With their first two batches, the Jazz Icons label set the standard for DVD issues of vintage jazz concerts. Back in the '50s and '60s, US television networks studiously avoided presenting any black art for fear of offending their Southern audiences. However when these artists toured Europe they were frequently fêted with their own television shows. Jazz Icons began scouring for the original tapes of these programs and has been restoring the audio and video quality. Additionally, they're handsomely packaged, containing 20-30 page booklets with informed essays and commentary about artists and the individual broadcasts.
Jazz Icon's third series contains a number of gems. They include Sonny Rollins (Live in '65 & '68), Rahsaan Roland Kirk (Live in '63 & '67), Cannonball Adderley (two 1963 programs), Bill Evans (five programs spanning 1964-1975) and Nina Simone (Live in '65 & '68). Additionally, if purchased as a boxed set, there is an otherwise unavailable bonus disc with two further Rollins broadcasts (Sweden/ Holland 1959), another Kirk concert from Belgium and a Swedish Nina Simone program.
There are plenty of highlights. Simone delivers incendiary readings of "Four Women" and "Ballad Of Hollis Brown" from a 1965 Dutch show. (You wouldn't have seen those on US TV.) The Rollins 1968 Danish broadcast is particularly valuable since this was a period (1967-72) when Rollins wasn't recording and he delivers a particularly stellar "On Green Dolphin Street" with lengthy unaccompanied interludes. The full 71-minute show from 1963 by the Cannonball Adderley Sextet has never been shown since its initial broadcast and had to be compiled from several sources. Any jazz fan that receives this as a present may start believing in Santa Claus.

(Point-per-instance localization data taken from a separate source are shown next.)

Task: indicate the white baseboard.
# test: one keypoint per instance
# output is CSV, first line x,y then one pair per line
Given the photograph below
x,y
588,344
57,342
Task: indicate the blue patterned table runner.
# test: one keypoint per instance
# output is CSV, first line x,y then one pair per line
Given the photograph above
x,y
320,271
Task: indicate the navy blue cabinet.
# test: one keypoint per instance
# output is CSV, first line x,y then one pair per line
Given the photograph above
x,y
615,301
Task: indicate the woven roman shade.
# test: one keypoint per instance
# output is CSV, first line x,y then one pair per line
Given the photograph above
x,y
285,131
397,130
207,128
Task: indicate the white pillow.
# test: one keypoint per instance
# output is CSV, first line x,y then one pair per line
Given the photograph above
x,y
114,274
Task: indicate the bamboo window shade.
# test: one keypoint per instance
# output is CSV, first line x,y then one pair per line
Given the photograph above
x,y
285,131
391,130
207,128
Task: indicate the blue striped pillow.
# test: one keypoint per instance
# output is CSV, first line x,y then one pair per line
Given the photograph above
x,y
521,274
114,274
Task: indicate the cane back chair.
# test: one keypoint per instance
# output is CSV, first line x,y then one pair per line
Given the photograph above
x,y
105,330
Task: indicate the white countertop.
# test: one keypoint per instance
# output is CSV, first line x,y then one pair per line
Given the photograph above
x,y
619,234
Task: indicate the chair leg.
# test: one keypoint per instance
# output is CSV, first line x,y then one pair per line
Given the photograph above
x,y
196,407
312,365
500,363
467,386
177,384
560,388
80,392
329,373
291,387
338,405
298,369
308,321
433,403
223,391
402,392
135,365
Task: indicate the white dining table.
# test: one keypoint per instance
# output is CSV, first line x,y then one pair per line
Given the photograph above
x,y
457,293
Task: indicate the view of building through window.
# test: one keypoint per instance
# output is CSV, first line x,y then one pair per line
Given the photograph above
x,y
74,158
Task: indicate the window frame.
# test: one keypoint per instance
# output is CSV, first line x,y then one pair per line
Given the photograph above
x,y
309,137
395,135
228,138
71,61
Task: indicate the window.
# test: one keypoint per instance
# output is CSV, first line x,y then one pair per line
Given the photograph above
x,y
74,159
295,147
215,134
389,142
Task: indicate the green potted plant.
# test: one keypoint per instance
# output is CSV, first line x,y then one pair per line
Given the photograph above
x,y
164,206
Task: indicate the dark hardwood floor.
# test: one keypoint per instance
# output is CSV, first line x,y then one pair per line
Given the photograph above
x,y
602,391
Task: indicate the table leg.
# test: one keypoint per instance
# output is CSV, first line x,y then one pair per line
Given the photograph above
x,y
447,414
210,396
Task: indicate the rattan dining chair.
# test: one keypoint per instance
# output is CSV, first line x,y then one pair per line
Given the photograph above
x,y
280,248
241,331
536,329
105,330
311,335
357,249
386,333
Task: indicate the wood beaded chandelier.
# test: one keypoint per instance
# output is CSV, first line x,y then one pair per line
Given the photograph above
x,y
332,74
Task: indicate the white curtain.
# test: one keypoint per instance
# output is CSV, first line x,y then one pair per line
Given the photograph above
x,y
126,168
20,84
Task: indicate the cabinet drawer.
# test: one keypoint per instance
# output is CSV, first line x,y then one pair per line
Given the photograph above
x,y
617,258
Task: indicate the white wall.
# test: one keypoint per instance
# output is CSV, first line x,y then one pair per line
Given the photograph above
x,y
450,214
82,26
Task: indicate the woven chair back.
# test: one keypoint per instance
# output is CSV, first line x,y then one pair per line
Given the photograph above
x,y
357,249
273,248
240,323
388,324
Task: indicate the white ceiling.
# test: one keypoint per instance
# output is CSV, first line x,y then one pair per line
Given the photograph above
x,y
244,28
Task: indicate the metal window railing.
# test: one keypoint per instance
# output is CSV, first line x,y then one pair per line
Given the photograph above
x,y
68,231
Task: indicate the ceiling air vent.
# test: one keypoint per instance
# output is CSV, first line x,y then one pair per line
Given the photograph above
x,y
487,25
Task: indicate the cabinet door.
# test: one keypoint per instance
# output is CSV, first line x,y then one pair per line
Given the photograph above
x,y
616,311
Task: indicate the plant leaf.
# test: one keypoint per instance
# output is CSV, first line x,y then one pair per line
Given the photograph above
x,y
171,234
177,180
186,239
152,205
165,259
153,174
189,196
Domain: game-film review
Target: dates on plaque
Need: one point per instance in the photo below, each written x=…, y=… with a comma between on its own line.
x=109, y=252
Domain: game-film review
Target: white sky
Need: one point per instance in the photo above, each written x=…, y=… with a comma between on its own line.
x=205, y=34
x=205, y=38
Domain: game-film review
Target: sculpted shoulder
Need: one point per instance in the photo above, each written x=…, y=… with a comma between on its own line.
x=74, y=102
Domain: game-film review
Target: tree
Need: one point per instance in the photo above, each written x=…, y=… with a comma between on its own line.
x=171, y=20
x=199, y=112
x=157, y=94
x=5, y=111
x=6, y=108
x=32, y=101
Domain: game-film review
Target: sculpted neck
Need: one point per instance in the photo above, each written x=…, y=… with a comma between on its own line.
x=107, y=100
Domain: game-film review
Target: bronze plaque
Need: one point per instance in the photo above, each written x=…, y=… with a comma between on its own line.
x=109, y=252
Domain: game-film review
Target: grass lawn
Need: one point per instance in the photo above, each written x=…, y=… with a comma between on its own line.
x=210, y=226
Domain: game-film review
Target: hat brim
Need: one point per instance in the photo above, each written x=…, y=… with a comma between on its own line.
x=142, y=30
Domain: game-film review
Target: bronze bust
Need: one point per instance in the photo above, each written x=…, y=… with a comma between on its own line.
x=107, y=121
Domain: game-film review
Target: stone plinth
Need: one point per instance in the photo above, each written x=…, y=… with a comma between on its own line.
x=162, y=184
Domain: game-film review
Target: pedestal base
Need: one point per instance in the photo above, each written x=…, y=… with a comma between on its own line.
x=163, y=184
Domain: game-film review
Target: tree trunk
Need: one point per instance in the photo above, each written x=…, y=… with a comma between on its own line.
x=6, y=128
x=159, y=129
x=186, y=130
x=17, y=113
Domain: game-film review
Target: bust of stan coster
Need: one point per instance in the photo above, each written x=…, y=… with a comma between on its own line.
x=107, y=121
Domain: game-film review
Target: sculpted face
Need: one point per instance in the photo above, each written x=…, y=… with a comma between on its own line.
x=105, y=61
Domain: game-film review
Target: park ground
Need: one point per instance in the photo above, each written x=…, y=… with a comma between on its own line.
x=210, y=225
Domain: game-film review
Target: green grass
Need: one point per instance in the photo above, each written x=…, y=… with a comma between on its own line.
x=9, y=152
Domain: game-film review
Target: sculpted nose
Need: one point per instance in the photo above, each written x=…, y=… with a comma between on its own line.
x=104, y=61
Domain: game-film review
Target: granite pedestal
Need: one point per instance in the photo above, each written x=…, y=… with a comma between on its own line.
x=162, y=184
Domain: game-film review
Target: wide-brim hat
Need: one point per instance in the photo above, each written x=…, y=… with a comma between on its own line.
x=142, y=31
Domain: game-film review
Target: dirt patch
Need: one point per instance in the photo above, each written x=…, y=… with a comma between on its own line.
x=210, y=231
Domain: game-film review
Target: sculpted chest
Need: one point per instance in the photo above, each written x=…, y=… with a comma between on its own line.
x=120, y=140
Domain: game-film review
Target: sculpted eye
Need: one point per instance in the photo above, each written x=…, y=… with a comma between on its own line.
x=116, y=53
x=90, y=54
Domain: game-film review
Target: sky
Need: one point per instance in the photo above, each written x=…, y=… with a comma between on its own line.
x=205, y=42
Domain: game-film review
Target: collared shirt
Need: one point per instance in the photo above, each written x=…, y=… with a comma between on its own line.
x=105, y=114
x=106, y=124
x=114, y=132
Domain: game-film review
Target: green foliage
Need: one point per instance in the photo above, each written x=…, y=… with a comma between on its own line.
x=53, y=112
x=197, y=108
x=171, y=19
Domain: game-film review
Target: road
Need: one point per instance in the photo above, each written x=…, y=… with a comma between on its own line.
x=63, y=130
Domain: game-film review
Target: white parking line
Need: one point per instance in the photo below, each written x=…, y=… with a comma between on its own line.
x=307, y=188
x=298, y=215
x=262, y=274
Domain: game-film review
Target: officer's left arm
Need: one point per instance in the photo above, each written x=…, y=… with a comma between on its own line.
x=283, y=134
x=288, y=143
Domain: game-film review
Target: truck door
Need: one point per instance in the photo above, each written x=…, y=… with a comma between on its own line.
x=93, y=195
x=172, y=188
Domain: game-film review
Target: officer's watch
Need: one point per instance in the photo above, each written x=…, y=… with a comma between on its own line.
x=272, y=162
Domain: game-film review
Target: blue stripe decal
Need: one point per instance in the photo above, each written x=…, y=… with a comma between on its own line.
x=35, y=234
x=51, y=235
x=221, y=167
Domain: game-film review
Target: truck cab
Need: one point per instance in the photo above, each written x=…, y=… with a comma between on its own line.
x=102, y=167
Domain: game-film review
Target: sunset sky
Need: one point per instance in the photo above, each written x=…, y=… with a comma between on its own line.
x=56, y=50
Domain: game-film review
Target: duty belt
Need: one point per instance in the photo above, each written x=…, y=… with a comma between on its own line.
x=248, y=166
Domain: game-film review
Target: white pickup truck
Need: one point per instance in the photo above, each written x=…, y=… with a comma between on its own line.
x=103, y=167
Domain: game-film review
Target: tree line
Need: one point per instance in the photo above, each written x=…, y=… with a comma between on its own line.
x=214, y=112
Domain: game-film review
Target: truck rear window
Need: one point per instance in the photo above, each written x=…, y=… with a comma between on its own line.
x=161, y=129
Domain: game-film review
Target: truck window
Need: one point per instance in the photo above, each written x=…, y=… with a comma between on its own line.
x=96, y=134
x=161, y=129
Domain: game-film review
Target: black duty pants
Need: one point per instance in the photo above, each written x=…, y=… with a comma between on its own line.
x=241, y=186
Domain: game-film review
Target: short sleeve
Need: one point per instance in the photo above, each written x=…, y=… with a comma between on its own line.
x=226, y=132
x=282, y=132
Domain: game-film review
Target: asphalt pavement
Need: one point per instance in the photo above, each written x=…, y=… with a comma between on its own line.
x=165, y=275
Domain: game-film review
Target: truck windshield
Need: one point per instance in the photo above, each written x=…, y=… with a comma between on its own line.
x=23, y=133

Though located in England, the veteran Ogun label has long been homebase for the musical and cultural synthesis created when Europeans and South Africans join forces. With this release, it has put back into circulation some of its finest offerings, no mean feat with a fantastic roster and a catalogue full of stellar projects. This collection brings the Blue Notes recordings for Ogun back into print, most of which were never previously available on CD.
We are given a live date from 1964, just before the original Blue Notes left South Africa and the music brims with the post-Ornette dissonances and overall discovery of those formative years. The sound is surprisingly good and the audience is enthusiastic. Another concert set, this time from 1977, often heads full tilt into free jazz territory, the music nevertheless rife with modality and polyrhythm that belies the groups intervening experiences with the trans-continental collective Brotherhood of Breath. The other two releases are tributes, a 1975 date in memory of the group's recently deceased trumpeter Mongezi Feza and a 1986 homage to bassist Johnny Dyani.
Of these, For Mongezi hits hardest; heart-breaking vocalizations drive grief and celebration home with devastating power throughout these two discs, Dudu Pukwana's rasping alto cries almost unbearable in their raw beauty against the rhythmically-driven polyphony.
This is an absolutely essential tribute to this criminally underappreciated quintet, quartet and trio, depending on which era is represented. It tells the story of an evolving sound, one that should please lovers of traditional and adventurous improvised music.
Art Tatum was widely acknowledged by most critics during the height of his career as the top jazz pianist, yet he was recorded erratically. His virtuoso technique tended to overwhelm all but the very best instrumentalists, while the extended studio bans during the '40s also kept him from making commercial recordings. This 10-CD set collects broadcasts, transcriptions and private recordings from throughout his career.
The solo performances include show-stoppers like "Yesterdays," "Willow Weep For Me," "Taboo," "How High the Moon" and "Begin the Beguine" and home recordings on his own Steinway. His various trios include either Tiny Grimes or Everett Barksdale on guitar and Slam Stewart or Bill Pemberton on bass, though his meeting with the phenomenal guitarist Les Paul's trio creates greater fireworks.
A previously unissued private session with guitarist Tal Farlow (then at the beginning of his career) and two live tracks recorded in an after-hours club with bassist Chocolate Williams that couldn't fit on the Onyx LP God is in the House (which won a Grammy) make their first appearance. The audio varies in quality but the sound restoration is excellent.
The bonus DVD includes two selections from the otherwise forgettable film The Fabulous Dorseys and a superb video of Tatum's dazzling solo interpretation of "Yesterdays," played on a television broadcast of The Spike Jones Show.